I don’t know what I expect because magazines like Bitch and Ms. aren’t in checkout lanes at the grocery store providing an alternative to this dreck. Cosmo and Martha Stewart Living and Good Housekeeping tell us how to be what society wants us to be: thin, pretty, domesticated, man-pleasing mommy-wives. Of course, it’s just a pleasant side effect that while we’re busily striving to meet these impossible standards we can’t possibly run companies or hold public offices or start an uprising. No, we’re far too busy trying to whittle our waistlines and perfect our oral sex technique. And while some women cast off those lookist, ageist, sexist, pronatalist shackles and run for office or start a company, even they are subjected to the same criticisms we’re all brought up to fear: not being attractive enough, dressing poorly, being too emotional, being a bitch, etc.

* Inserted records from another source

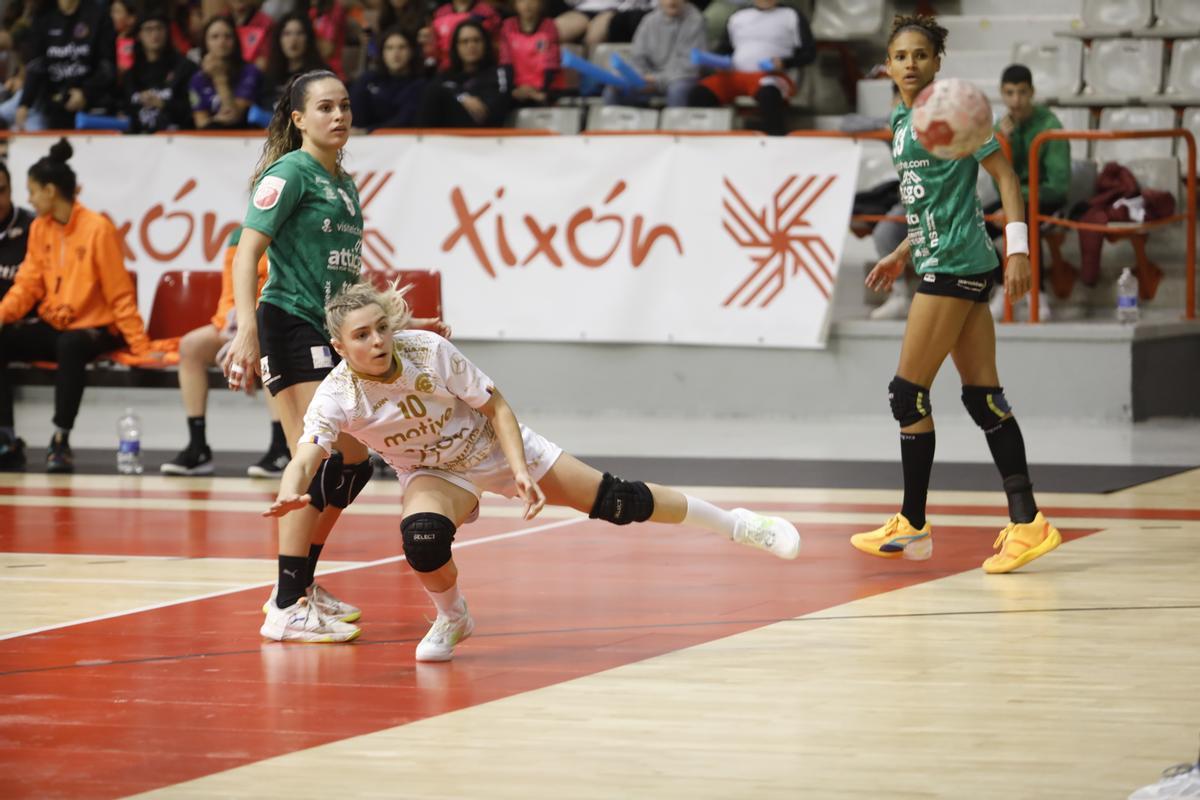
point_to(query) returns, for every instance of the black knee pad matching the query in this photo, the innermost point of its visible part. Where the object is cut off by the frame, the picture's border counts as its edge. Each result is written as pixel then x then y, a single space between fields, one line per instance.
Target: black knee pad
pixel 987 405
pixel 337 483
pixel 910 402
pixel 622 501
pixel 427 540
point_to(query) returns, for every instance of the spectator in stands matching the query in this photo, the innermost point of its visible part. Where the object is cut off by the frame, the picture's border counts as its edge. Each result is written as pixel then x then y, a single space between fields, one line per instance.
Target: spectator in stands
pixel 293 52
pixel 474 91
pixel 409 16
pixel 154 91
pixel 661 54
pixel 445 23
pixel 765 31
pixel 1023 121
pixel 226 86
pixel 529 47
pixel 390 95
pixel 253 31
pixel 198 350
pixel 71 65
pixel 125 22
pixel 595 22
pixel 87 304
pixel 15 224
pixel 329 24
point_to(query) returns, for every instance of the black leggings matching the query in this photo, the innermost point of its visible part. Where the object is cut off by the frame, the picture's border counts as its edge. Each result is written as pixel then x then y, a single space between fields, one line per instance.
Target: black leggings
pixel 37 341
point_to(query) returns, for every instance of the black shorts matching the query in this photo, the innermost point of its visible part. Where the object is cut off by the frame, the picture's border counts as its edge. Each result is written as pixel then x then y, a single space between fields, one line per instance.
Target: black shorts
pixel 965 287
pixel 293 352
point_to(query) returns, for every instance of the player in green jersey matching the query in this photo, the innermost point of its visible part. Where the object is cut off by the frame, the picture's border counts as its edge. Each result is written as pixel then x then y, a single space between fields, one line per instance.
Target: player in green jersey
pixel 305 214
pixel 953 256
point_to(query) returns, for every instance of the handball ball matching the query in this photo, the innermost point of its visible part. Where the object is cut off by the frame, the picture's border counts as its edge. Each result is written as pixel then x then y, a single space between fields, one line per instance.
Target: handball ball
pixel 952 118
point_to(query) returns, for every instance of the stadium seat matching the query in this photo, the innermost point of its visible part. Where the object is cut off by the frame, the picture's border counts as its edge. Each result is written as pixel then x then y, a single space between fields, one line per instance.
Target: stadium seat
pixel 696 119
pixel 567 121
pixel 1117 14
pixel 1177 16
pixel 1183 78
pixel 601 55
pixel 1119 71
pixel 1056 66
pixel 1134 119
pixel 843 20
pixel 184 301
pixel 1192 122
pixel 622 118
pixel 981 67
pixel 1075 119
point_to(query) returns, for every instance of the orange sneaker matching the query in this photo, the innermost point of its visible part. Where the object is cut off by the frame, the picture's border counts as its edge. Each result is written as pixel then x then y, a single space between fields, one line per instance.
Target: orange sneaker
pixel 897 539
pixel 1020 543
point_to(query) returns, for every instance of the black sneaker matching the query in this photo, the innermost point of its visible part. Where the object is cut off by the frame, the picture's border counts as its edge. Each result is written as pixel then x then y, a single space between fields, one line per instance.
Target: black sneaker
pixel 269 465
pixel 12 453
pixel 59 458
pixel 190 461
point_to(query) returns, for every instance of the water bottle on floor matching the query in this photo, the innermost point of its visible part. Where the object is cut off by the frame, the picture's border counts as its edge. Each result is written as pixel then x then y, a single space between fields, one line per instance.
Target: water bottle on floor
pixel 129 451
pixel 1127 298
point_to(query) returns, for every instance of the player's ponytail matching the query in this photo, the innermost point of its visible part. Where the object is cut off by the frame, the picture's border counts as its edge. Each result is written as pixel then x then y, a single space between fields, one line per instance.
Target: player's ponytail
pixel 282 136
pixel 360 295
pixel 923 24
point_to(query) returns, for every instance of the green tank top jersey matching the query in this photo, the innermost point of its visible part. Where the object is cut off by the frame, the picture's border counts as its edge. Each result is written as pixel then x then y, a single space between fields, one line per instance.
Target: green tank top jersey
pixel 316 227
pixel 946 228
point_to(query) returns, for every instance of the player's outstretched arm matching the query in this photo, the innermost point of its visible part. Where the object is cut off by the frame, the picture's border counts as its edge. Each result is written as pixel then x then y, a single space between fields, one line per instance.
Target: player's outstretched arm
pixel 508 431
pixel 1017 259
pixel 294 485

And really, would your average woman choose Ms. over Cosmo? Not likely. Most of us are so deeply entrenched in this bullshit that we opt for Cosmo thinking “Maybe if I just lose those last five pounds and master giving blowjobs, I can be content knowing I’m a good woman.” But contentment never comes. There’s always a new diet, a new tongue technique to make us feel inadequate and give us a reason to buy next month’s issue. (Do I sound like a feminist conspiracy theorist yet?)

We can’t win. We’re either too butch or too femme. Too cold or too sensitive. Too smart or too ditzy. Too homely or too pretty. Too stylish or too plain. Too aggressive or too passive. Too career minded or too family oriented. Too slutty or too prudish.

What the fuck are we supposed to do? I don’t even know. What I do know is I have taken it upon myself to not give a shit about what people think of me. I do what I want. I straddle the line between all of the above dichotomies. I may not be a good woman by everyone else’s standards, but I’m good enough for me.